NEWS

New paper in Scientific Reports: Evidence for a Multimodal Lombard Effect: Speakers modulate not only speech but also gesture to overcome noise by James Trujillo, Asli Özyürek, Judith, Holler, & Linda Drijvers.


When speaking in a noisy environment, we tend to speak louder. This helps the listener to understand us better through the noisy, and is called the Lombard effect. In this study, the authors James Trujillo, Asli Özyürek, Judith, Holler, & Linda Drijvers were interested in whether the Lombard effect is truly multimodal, involving not only speech, but also gesture. To find out, they took an experiment to Lowlands (2018) where they asked pairs of people to communicate action words to one another while wearing headphones that played loud multi-talker babble noise. Using motion tracking, qualitative coding, and acoustic analyses, authors found that speakers increase the complexity and/or repetitiveness of gesture kinematics in noisy compared to less noisy environments.
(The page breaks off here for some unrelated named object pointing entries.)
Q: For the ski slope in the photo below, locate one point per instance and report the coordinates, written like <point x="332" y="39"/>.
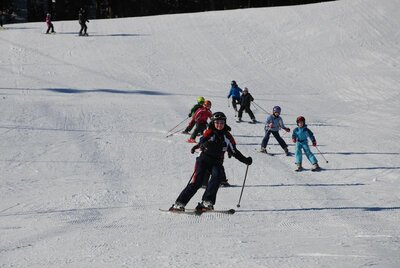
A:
<point x="85" y="164"/>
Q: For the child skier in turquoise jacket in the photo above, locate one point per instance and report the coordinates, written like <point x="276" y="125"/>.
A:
<point x="300" y="136"/>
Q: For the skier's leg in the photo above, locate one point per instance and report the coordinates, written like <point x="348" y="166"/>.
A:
<point x="278" y="137"/>
<point x="265" y="140"/>
<point x="240" y="113"/>
<point x="248" y="110"/>
<point x="190" y="190"/>
<point x="309" y="154"/>
<point x="234" y="104"/>
<point x="190" y="126"/>
<point x="298" y="154"/>
<point x="213" y="185"/>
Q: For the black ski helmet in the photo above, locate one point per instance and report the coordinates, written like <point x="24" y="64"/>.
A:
<point x="276" y="109"/>
<point x="218" y="116"/>
<point x="300" y="118"/>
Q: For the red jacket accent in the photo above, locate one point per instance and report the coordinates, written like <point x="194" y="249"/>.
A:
<point x="202" y="115"/>
<point x="209" y="132"/>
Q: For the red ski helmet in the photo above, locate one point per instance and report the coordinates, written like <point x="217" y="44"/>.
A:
<point x="300" y="118"/>
<point x="276" y="109"/>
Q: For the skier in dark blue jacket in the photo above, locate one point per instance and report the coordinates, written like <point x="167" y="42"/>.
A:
<point x="235" y="92"/>
<point x="216" y="140"/>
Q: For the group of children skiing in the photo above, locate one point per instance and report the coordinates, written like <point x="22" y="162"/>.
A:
<point x="82" y="17"/>
<point x="216" y="139"/>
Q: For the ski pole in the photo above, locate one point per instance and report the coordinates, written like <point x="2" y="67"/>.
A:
<point x="261" y="108"/>
<point x="322" y="154"/>
<point x="191" y="177"/>
<point x="244" y="181"/>
<point x="177" y="125"/>
<point x="179" y="130"/>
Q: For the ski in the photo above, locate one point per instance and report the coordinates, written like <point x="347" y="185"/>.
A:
<point x="266" y="153"/>
<point x="198" y="213"/>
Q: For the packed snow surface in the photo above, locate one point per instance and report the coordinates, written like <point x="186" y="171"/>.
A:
<point x="86" y="165"/>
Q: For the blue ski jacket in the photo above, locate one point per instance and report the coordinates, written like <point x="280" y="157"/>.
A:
<point x="235" y="92"/>
<point x="301" y="134"/>
<point x="273" y="123"/>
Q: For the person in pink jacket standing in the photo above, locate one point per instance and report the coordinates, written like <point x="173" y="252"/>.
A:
<point x="50" y="25"/>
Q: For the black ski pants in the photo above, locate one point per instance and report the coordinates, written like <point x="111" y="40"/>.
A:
<point x="278" y="137"/>
<point x="202" y="168"/>
<point x="199" y="129"/>
<point x="247" y="110"/>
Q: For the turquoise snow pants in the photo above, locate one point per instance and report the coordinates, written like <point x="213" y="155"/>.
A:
<point x="307" y="151"/>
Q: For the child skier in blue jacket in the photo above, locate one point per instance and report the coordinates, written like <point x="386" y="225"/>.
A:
<point x="300" y="136"/>
<point x="235" y="92"/>
<point x="273" y="124"/>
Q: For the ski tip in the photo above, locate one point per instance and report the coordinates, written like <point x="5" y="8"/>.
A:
<point x="231" y="211"/>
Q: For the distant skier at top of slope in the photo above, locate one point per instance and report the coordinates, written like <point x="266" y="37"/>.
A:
<point x="216" y="140"/>
<point x="199" y="104"/>
<point x="273" y="124"/>
<point x="49" y="23"/>
<point x="82" y="21"/>
<point x="245" y="104"/>
<point x="300" y="137"/>
<point x="200" y="118"/>
<point x="235" y="92"/>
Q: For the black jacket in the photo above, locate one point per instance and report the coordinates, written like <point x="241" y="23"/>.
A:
<point x="214" y="144"/>
<point x="246" y="99"/>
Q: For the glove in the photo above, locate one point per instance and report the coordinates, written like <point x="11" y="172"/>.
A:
<point x="314" y="143"/>
<point x="194" y="148"/>
<point x="248" y="161"/>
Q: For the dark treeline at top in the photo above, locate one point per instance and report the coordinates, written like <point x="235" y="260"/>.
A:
<point x="68" y="9"/>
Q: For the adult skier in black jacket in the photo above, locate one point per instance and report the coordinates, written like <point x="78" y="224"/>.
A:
<point x="245" y="103"/>
<point x="216" y="140"/>
<point x="82" y="21"/>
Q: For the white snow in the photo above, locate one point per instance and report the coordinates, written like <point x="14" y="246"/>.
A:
<point x="85" y="165"/>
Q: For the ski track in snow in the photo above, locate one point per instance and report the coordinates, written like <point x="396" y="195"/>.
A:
<point x="86" y="165"/>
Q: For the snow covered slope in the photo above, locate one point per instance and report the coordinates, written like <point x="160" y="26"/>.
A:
<point x="85" y="164"/>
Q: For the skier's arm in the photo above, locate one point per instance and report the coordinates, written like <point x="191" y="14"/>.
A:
<point x="282" y="125"/>
<point x="312" y="138"/>
<point x="239" y="156"/>
<point x="230" y="93"/>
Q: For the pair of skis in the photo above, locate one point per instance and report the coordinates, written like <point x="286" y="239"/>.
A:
<point x="198" y="213"/>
Particularly interesting was that the acoustic effect (i.e., louder speech) was less pronounced when there were co-speech gestures. In other words, people seemed to shift more of the communicative burden onto gestures whenever they were used. All together the study shows that communicative adaptation to disruptive noise is a multimodal phenomenon involving not only speech, but also gesture.